Siyasette dengeler bozuldu
Kainatta ve dünyada her şey denge üstüne kuruludur. Doğada denge bozulursa, deprem olur.. Doğal felaketler yaşanır... İnsan doğasında denge bozulursa, hastalık olur. Sosyal dengeler bozulursa, anarşi ve terör olur. Ekonomide denge bozulursa, kriz olur. Siyasette denge bozulursa, ülkenin geleceği riske girmiş olur.
Ben ekonomi konusunda uzmanım... Ancak yaşamakta olduğumuz ağır siyasi sorunların uzantıları olarak ortaya çıkan, dış politika, Balyoz Davası’nın sonuçları, 4+4+4 eğitim sorunları, PKK terörü, Başbakan’ın tutumu, yeni Anayasa ve Yeni CHP gibi sorunlar, dengeyi o kadar bozdu ki ekonomik sorunlar geri plana düştü.
Hükümetin açılım kapsamında, PKK’yı seçime kadar idare etmek şeklindeki politikası, PKK’ya zaman kazandırdı. Balyoz ve Ergenekon davalarında olanlar, ordunun ve halkın moralini bozdu.
Hükümetin başarısız olduğu böyle bir konjonktürde halkın alternatifi muhalefet partileri olur... Ne var ki Yeni CHP, alternatif oluşturmuyor.

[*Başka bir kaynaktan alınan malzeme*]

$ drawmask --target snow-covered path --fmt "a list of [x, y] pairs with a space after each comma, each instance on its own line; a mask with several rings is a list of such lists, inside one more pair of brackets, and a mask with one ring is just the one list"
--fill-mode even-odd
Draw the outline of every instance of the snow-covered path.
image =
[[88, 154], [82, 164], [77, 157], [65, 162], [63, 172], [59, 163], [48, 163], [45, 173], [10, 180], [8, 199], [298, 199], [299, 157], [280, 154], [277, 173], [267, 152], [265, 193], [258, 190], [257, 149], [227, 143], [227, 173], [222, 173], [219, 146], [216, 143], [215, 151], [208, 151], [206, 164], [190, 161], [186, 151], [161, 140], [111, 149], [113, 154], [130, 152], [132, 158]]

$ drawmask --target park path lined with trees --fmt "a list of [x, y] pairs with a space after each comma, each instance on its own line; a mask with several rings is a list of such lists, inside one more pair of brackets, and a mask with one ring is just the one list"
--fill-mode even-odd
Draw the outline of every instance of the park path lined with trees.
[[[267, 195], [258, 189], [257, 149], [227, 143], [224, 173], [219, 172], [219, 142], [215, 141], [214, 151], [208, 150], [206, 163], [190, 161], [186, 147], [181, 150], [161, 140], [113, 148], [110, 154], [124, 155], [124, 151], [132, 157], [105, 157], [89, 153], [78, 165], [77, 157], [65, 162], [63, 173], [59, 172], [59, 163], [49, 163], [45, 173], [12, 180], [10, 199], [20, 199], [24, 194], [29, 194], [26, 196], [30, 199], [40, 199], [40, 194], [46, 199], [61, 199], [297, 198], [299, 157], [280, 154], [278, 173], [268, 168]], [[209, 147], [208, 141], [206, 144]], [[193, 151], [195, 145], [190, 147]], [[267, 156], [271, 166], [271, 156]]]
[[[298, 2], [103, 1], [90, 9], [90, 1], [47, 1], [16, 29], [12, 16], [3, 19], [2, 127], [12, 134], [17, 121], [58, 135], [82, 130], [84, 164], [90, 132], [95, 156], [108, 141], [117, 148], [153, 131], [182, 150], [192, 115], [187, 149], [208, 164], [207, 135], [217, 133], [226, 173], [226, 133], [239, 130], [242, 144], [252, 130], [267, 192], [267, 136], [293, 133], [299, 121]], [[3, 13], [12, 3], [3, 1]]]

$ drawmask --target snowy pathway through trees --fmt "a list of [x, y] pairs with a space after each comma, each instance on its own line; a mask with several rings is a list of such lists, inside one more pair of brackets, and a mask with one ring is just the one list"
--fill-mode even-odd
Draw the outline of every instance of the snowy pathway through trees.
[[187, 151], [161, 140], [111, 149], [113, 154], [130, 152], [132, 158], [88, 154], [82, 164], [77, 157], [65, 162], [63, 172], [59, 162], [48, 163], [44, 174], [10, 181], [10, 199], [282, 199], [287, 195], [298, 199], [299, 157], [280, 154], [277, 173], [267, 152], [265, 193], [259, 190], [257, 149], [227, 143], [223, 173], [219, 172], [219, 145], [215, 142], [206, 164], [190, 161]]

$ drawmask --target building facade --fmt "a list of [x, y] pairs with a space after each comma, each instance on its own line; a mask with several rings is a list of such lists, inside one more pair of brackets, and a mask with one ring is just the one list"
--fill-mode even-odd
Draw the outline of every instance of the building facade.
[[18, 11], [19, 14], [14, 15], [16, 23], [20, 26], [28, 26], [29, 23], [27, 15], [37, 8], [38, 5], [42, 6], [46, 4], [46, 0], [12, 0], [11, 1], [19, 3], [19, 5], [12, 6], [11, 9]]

Tersine sanki gündemi değiştirmekte AKP iktidarına ve Başbakana yardımcı oluyor... Söz gelimi, ulusal konularda çekimser kalıyor. Davutoğlu gibi duruyor. PKK konusunda daha aktif oluyor. Bize gelen e-maillerin çoğunu, Yeni CHP ve özellikle Kılıçdaroğlu’nun tutumundan yakınanlar gönderiyor. Bunlardan birkaçını aynen alıyorum.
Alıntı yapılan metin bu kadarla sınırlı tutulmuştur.